A. Review past security incidents and their resolution
B. Rewrite the existing security policy
C. Implement an intrusion prevention system
D. Install honey pot systems
Answer: C
Explanation:
The main functions of intrusion prevention systems are to identify malicious activity, log information about this activity, attempt to block/stop it, and report it
Q427. A network administrator has a separate user account with rights to the domain administrator group. However, they cannot remember the password to this account and are not able to login to the server when needed. Which of the following is MOST accurate in describing the type of issue the administrator is experiencing?
A. Single sign-on
B. Authorization
C. Access control
D. Authentication
Answer: D
Explanation:
Authentication generally requires one or more of the following:
.
Something you know: a password, code, PIN, combination, or secret phrase.
.
Something you have: a smart card, token device, or key.
.
Something you are: a fingerprint, a retina scan, or voice recognition; often referred to as biometrics, discussed later in this chapter.
.
Somewhere you are: a physical or logical location.
.
Something you do: typing rhythm, a secret handshake, or a private knock.
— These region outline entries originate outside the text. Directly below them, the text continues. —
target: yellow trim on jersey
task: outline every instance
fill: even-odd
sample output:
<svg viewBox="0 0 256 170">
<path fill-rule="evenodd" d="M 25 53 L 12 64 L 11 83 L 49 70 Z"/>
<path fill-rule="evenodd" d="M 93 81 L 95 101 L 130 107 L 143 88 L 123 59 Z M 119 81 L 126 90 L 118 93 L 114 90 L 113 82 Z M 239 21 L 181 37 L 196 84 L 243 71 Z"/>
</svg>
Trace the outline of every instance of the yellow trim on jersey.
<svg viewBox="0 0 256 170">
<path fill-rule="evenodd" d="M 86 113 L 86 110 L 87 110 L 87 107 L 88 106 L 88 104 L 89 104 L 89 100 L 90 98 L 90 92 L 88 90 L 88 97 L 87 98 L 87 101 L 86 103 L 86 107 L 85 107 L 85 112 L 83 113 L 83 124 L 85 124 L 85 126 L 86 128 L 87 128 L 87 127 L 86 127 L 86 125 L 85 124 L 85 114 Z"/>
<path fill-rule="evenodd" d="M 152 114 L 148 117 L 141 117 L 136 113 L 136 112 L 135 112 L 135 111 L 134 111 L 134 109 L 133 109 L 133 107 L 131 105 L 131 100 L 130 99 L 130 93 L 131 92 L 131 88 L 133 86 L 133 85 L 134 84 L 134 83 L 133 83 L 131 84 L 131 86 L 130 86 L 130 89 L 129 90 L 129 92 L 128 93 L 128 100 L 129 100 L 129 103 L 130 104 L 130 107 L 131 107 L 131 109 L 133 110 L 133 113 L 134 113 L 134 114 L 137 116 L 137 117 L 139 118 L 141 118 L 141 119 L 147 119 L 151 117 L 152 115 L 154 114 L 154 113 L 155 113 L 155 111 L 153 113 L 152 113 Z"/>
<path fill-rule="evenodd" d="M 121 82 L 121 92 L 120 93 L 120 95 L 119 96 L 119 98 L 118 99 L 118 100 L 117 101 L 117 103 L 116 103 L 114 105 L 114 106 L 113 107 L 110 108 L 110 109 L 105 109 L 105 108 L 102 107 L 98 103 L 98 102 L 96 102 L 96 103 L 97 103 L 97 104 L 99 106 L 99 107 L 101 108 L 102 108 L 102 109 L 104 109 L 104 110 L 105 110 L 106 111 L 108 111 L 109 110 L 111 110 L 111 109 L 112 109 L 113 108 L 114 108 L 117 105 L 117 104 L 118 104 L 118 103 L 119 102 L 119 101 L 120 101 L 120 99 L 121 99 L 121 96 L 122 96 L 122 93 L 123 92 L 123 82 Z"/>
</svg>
Q428. A security administrator has been tasked with setting up a new internal wireless network that must use end to end TLS. Which of the following may be used to meet this objective?
A. WPA
B. HTTPS
C. WEP
D. WPA 2
Answer: D
Explanation:
Wi-Fi Protected Access 2 (WPA2) was intended to provide security that’s equivalent to that on a wired network, and it implements elements of the 802.11i standard. In April 2010, the Wi-Fi Alliance announced the inclusion of additional Extensible Authentication Protocol (EAP) types to its certification programs for WPA- and WPA2- Enterprise certification programs. EAP-TLS is included in this certification program. Note: Although WPA mandates the use of TKIP, WPA2 requires Counter Mode with Cipher Block Chaining Message Authentication Code Protocol (CCMP). CCMP uses 128-bit AES encryption with a 48-bit initialization vector. With the larger initialization vector, it increases the difficulty in cracking and minimizes the risk of a replay attack.
Q429. A security administrator wants to deploy a physical security control to limit an individual’s access into a sensitive area. Which of the following should be implemented?
A. Guards
B. CCTV
C. Bollards
D. Spike strip
Answer: A
Explanation:
A guard can be intimidating and respond to a situation and in a case where you want to limit an individual’s access to a sensitive area a guard would be the most effective.
Q430. Which of the following technologies can store multi-tenant data with different security requirements?
A. Data loss prevention
B. Trusted platform module
C. Hard drive encryption
D. Cloud computing
Answer: D
Explanation:
One of the ways cloud computing is able to obtain cost efficiencies is by putting data from various clients on the same machines. This “multitenant” nature means that workloads from different clients can be on the same system, and a flaw in implementation could compromise security.